Freudenberg: „Jedes Kind soll mal eine Zeile Code geschrieben haben“

Informatik als Pflichtfach – das wird in einigen Bundesländern diskutiert. In dem von Julia Freudenberg, Organisatorin bei der Hacker School, gibt es „lediglich ein Halbjahr in den Hamburger Stadtteilschulen, in welchem Informatik verpflichtend ist – und dabei ist der Schwerpunkt dann Medienkompetenz, nicht Programmieren“, sagt sie. Wieso Julia Freudenberg es aber so wichtig findet, dass Kinder Programmieren zumindest ausprobieren, was die Hacker School dazu beiträgt und als große Vision vor Augen hat, erzählt sie in diesem Interview.

Was ist euer Ziel mit der Hacker School?

Julia Freudenberg mit Organisations-Kollege Benjamin Heberling. Foto: Hacker School/Christian Grollmann

Julia Freudenberg: „Die Hacker School hat zwei Ziele. Zum einen geht es darum, Kinder und Jugendliche zwischen 11 und 18 Jahren für IT zu begeistern. Also nicht ein Curriculum abzuarbeiten, sondern ihnen das Gefühl zu vermitteln, das ist toll, das macht Spaß. Das machen wir durch ‚Hacker School Sessions‘, bei denen wir zwei IT-Spezialisten aus der Hamburger Wirtschaft nehmen, die mit zehn Kindern einen Hacker School Kurs machen. Zum anderen wollen wir IT-Spezialisten unter den Geflüchteten suchen und die mit IT-lern aus der Hamburger Wirtschaft zusammenbringen. Und die machen dann gemeinsam, wieder mit zehn Kindern, diese Hacker Schools.“

Wenn man auf eure Homepage schaut, scheint euch der Blick auf die Lehrpläne der Schulen gar nicht so begeistert zu haben. Wieso denn?

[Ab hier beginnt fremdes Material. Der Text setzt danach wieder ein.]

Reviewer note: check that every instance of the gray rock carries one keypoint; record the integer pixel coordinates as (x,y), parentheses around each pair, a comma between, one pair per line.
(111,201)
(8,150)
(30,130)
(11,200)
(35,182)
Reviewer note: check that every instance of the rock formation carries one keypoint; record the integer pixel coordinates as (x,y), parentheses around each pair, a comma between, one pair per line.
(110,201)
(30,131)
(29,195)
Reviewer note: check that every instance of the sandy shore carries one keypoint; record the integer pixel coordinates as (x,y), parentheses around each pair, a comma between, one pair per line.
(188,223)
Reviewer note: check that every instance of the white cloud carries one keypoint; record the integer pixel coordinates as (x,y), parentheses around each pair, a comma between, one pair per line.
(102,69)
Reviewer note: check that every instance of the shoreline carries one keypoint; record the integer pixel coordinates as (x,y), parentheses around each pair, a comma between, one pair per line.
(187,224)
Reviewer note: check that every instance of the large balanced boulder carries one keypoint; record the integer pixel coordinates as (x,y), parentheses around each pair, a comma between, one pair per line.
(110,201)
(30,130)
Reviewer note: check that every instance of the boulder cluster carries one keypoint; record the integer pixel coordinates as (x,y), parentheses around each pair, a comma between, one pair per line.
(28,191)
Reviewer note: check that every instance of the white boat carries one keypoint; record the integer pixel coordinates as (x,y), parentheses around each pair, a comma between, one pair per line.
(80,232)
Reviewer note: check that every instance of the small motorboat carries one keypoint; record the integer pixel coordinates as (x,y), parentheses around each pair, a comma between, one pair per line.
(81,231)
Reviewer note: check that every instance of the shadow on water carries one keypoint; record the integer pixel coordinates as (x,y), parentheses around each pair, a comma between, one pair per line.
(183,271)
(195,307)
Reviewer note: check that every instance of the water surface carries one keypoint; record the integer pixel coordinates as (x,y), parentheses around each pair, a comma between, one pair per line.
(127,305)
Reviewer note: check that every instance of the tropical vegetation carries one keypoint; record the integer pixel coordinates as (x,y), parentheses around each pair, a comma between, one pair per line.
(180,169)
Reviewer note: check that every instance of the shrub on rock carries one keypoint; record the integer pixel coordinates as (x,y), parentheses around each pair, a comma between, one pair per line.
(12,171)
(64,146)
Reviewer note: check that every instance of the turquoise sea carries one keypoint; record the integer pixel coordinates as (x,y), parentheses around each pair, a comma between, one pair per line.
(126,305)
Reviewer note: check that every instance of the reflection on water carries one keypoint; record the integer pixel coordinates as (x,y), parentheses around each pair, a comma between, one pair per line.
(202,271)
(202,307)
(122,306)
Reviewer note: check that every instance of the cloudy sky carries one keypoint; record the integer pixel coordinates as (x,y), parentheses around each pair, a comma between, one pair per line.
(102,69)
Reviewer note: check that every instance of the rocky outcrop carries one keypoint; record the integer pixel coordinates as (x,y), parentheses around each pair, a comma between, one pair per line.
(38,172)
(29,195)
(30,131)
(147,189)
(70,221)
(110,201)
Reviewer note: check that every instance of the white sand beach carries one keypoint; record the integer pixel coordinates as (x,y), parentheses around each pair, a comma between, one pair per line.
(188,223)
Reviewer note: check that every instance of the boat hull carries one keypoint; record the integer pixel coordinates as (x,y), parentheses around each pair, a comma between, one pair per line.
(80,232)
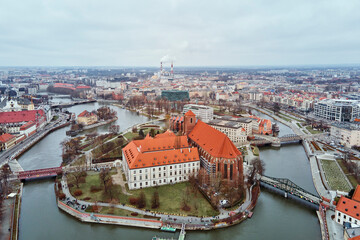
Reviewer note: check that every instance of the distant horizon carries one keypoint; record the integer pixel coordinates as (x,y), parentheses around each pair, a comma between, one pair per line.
(200,33)
(186,66)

„In 2013 ist es nicht gelungen, dass im sogenannten Pflichtfach Informatik tatsächlich auch Programmieren unterrichtet wurde. Und es ist ebenfalls nicht gelungen, ein Pflichtfach Informatik, was seinem Namen wirklich Rechnung trägt, in allen Schulformen zu etablieren. Hast du dazu weitere Fragen?“ *lacht*

Keine.

„Es ist tatsächlich national so, dass es immer wieder Bestrebungen gibt, IT verpflichtend als Schulfach mit reinzunehmen. Es gibt aber auch Bundesländer, die haben das gar nicht. Das ist ganz unterschiedlich. Es gibt Probleme mit der Hard- und Software, mit den Lehrern an sich – kurz: da passiert einfach nicht viel. Und das ist ein ganz großes Problem.“

Ist das auch der Grund, weshalb ihr eure Kurse gerade für 11- bis 18-Jährige, also Jugendliche, anbietet, weil die Schulen das eben nicht übernehmen?

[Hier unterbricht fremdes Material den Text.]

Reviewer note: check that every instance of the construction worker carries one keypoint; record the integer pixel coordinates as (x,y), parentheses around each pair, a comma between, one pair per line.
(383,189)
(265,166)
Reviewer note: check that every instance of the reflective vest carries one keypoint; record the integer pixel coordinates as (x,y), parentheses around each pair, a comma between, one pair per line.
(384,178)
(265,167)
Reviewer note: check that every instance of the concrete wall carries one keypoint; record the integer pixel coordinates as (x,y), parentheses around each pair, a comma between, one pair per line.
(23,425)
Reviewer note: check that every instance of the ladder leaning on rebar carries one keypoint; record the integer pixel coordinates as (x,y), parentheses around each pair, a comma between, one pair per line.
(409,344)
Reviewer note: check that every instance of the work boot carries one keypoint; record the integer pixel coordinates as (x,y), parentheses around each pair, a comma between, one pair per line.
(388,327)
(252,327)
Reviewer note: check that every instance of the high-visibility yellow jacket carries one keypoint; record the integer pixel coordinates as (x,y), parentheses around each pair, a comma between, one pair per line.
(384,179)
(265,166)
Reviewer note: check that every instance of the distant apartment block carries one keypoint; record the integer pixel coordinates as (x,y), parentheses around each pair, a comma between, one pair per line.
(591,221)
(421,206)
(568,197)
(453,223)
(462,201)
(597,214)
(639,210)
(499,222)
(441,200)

„Ganz genau. Wir haben einfach gesagt, wir fangen ab 11 an – wir haben hier und da auch 10-Jährige –, da wir mit professionellen IT-lern und nicht mit Sozialpädagogen arbeiten. Da wird also eine gewisse Lese- und Schreibfähigkeit vorausgesetzt, weil sie nicht den Schwerpunkt auf der Didaktik haben, sondern auf dem Spaß. Da gehst du mit Kindergarten- und Grundschulkindern einfach ganz anders um. Ab 11 sind sie auf der weiterführenden Schule und da ist dann eben eine andere Ansprache möglich. Deshalb unsere Entscheidung für dieses Alter.“

Wieso ist es denn so wichtig, dass bereits Jugendliche das Programmieren lernen?

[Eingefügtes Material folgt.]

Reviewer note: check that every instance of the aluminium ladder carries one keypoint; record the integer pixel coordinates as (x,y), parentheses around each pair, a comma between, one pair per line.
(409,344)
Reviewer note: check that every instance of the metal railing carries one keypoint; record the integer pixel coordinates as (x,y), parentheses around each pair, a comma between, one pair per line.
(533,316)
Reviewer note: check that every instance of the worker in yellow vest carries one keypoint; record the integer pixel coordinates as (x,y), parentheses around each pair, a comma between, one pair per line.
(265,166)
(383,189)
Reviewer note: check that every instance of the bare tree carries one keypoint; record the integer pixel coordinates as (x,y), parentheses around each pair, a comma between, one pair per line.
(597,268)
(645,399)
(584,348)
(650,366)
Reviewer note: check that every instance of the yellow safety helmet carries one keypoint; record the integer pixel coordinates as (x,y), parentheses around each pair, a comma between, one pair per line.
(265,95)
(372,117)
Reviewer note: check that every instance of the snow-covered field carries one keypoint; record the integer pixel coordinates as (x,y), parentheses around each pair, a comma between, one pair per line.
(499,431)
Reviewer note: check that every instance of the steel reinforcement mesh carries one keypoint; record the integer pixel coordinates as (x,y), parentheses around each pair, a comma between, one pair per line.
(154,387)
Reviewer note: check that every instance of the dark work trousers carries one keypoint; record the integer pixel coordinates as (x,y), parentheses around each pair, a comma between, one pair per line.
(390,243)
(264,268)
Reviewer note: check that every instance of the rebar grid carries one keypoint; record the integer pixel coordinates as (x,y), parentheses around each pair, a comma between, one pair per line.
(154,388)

„Weil viele Entscheidungen sehr früh getroffen werden. Was wir sehen einfach, dass wir ganz vielen Vorurteilen begegnen – gerade bei Mädchen: ‚Ja, ich bin ja nicht so gut in Physik!‘ Da weiß ich auch nicht, wieso das so doll helfen soll. Diese Vorurteile wie ‚Das ist bestimmt nichts für mich‘, ‚Ich kann das eh nicht‘ – beziehungsweise die Fehleinschätzung ‚Ich kann ja IT, ich benutze Facebook‘. Wir züchten ein Heer an Anwendern heran, aber wir haben nur noch ganz wenige, die es wirklich programmieren können und wissen, wie diese Maschinen gesteuert werden. Deshalb wollen wir so früh wie möglich damit anfangen, um da noch Entscheidungen für die Zukunft treffen zu können.“

Apropos Vorurteile, die du ja schon angesprochen hast: Ihr habt doch bestimmt wegen eures Namens schon häufiger gehört „Was – Hacker? Sind das nicht die Bösen?“

„Natürlich. Ein ‚Hack‘ ist aber eigentlich in der Programmiersprache die Bezeichnung für eine in sich abgeschlossene, kurzfristige Lösung für ein bestehendes Problem. Also eine Abgrenzung zu Software-Development, was ja länger dauern kann. Natürlich ist der Name cool, er polarisiert, aber das ist auch etwas womit wir spielen. Wenn wir Jugendliche ansprechen wollen, dann hilft das nichts, wenn wir ‚Schule zur Inspiration deiner Zukunftsplanung‘ heißen, sondern es ist der Name, der begeistert. Der ist auch so ein bisschen tricky und das macht es spannend. Für Jugendliche ist er cool und wir lieben ihn.“

Mit welchen Programmiersprachen arbeitet ihr eigentlich?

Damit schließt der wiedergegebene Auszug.